Suppose the plate voltages of a capacitor switches between two levels in two half cycles of a time period, e.g. in the first half-cycle, V_top-plate=V1, V_bottom-plate=V2 (V1>V2) and in the second half-cycle, V_top-plate=V1+ΔV, V_bottom-plate=V2+ΔV (ΔV>0). Then, over the period what will be the average energy lost if the amount of charge flow through the capacitor remains same = q (obviously charge flow direction gets reversed). Will the enrgy loss be q×ΔV?

Please explain..

You ask for the energy loss, where do you think the enegy goes to?
Frank

The energy can be lost by the system as EM radiation. I think your problem is similar to that discussed in:

https://www.edaboard.com/threads/234498/

albbg said:

The energy can be lost by the system as EM radiation. I think your problem is similar to that discussed in:

https://www.edaboard.com/threads/234498/

Click to expand...

Charging a capacitor means you are pushing a charge through connecting conductor into it. You need a "charge supply" like a battery or another capacitor, and you need a dielectric material between capacitor electrodes, to help holding that charge.

Typical loss are the following:
1. Internal resistance of your charge supply. Moving the charge in the circuit causes a part of it to dissipate as heat.
2. Connecting conductors, also "long" capacitor electrodes ; their resistance times the square of current (pulse) equals to another dissipated heat.
3. In addition to 2., charge movement through the conductors, due to their inductance, causes a part of energy is radiated as electro-magnetic field.
4. Dielectric in the capacitor, as the charge appears on capacitor electrodes, is polarized. Polarization means the electrical dipoles in dielectric material are forced to a new orientation. Their movement means another loss dissipated as heat, and polarization in the dielectric.
5. If the circuit is interrupted after the capacitor is charged, fine.

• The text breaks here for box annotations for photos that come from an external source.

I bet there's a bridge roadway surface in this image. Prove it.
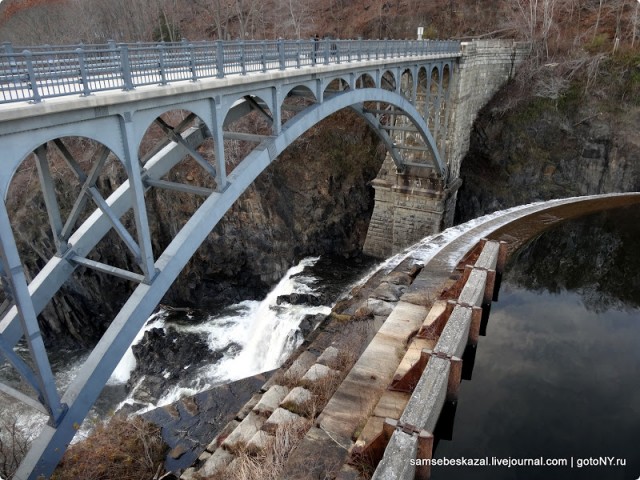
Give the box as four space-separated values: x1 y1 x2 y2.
183 193 640 480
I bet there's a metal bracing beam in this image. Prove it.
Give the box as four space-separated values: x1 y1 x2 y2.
0 128 205 354
142 177 215 197
380 125 419 133
0 202 66 425
0 337 49 415
120 117 158 283
60 145 110 245
71 255 145 283
155 117 216 178
35 144 67 255
395 143 431 152
140 113 198 165
244 95 273 126
351 104 404 171
222 132 271 143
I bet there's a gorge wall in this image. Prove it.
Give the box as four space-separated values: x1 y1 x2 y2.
456 82 640 223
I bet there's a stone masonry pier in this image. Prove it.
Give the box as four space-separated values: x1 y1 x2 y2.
364 40 529 258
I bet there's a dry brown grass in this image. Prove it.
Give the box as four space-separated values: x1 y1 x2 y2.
52 415 166 480
207 420 311 480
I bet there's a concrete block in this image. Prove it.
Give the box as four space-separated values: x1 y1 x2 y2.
222 412 265 451
247 430 275 454
371 430 418 480
253 385 289 417
400 357 450 432
236 393 262 421
285 350 317 382
262 408 307 434
317 347 340 368
363 298 396 317
458 270 487 307
280 387 313 413
300 363 337 383
434 305 473 357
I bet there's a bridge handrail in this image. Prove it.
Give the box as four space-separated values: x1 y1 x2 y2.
0 39 460 104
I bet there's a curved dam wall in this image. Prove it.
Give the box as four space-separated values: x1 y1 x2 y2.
363 40 529 258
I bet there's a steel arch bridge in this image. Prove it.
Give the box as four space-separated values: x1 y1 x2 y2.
0 39 460 479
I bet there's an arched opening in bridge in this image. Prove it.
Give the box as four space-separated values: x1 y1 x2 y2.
5 137 140 345
400 69 414 101
138 109 218 258
380 70 398 92
356 73 376 88
280 85 317 125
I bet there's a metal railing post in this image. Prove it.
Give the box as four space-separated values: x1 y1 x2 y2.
22 50 42 103
324 38 331 65
240 40 247 75
216 40 224 78
120 45 133 90
278 38 286 70
157 42 167 85
187 43 198 82
76 48 91 96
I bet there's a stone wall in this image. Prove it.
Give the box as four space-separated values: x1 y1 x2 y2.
363 40 528 258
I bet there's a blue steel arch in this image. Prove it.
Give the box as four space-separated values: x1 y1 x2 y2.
16 85 446 478
0 116 125 201
131 100 213 152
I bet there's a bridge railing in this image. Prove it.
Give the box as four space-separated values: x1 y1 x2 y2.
0 39 460 104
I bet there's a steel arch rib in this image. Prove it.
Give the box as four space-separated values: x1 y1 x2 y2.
13 89 446 480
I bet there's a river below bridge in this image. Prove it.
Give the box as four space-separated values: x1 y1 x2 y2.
433 206 640 480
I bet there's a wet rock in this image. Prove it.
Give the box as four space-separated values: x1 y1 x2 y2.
276 293 328 307
384 272 413 286
298 313 325 338
127 327 233 403
197 448 235 478
318 347 340 368
371 282 407 302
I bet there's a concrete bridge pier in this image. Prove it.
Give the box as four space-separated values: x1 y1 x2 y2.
363 40 530 258
363 158 462 258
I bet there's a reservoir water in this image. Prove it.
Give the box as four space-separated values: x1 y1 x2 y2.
432 206 640 480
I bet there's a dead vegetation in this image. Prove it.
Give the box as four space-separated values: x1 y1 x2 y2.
52 415 166 480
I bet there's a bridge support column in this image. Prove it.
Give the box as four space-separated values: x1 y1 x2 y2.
363 158 462 258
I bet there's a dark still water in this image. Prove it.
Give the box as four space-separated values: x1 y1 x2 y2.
432 207 640 480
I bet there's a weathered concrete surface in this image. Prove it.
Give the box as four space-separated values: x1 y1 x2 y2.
317 301 427 445
400 357 450 432
475 242 500 270
280 427 347 480
222 412 266 451
253 385 289 416
434 305 472 358
363 40 529 258
371 430 418 480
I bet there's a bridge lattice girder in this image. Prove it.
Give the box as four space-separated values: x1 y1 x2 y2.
0 55 460 479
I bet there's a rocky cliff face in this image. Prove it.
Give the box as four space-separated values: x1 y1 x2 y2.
456 81 640 222
10 112 383 344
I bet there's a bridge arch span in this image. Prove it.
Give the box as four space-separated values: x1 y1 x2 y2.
0 116 125 201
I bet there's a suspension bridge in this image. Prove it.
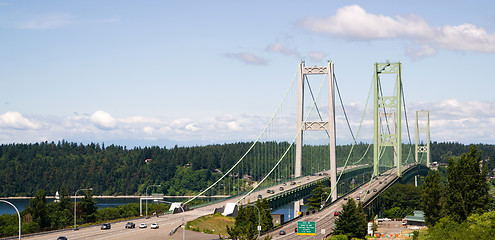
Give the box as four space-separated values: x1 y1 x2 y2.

But if kept closed, the capacitor discharges back, and the charge, with all above losses, returns into the supply where it may be lost as heat.
6. The closed circuit may allow the charge to continue through the source, so then the current flows in reverse direction; such effect is oscillatory and gradually the current of charges is attenuated after several exchanges (oscillations).

All above effects are known and measurable. Typically it is assumed that during a single capacitor charge, >50% of energy is lost. Not an easy thing to really analyze.

I think we are speaking about ideal capacitors, so the effects (true in real world) listed by jiripolivka are not to be taken into account excluding the EM radiation.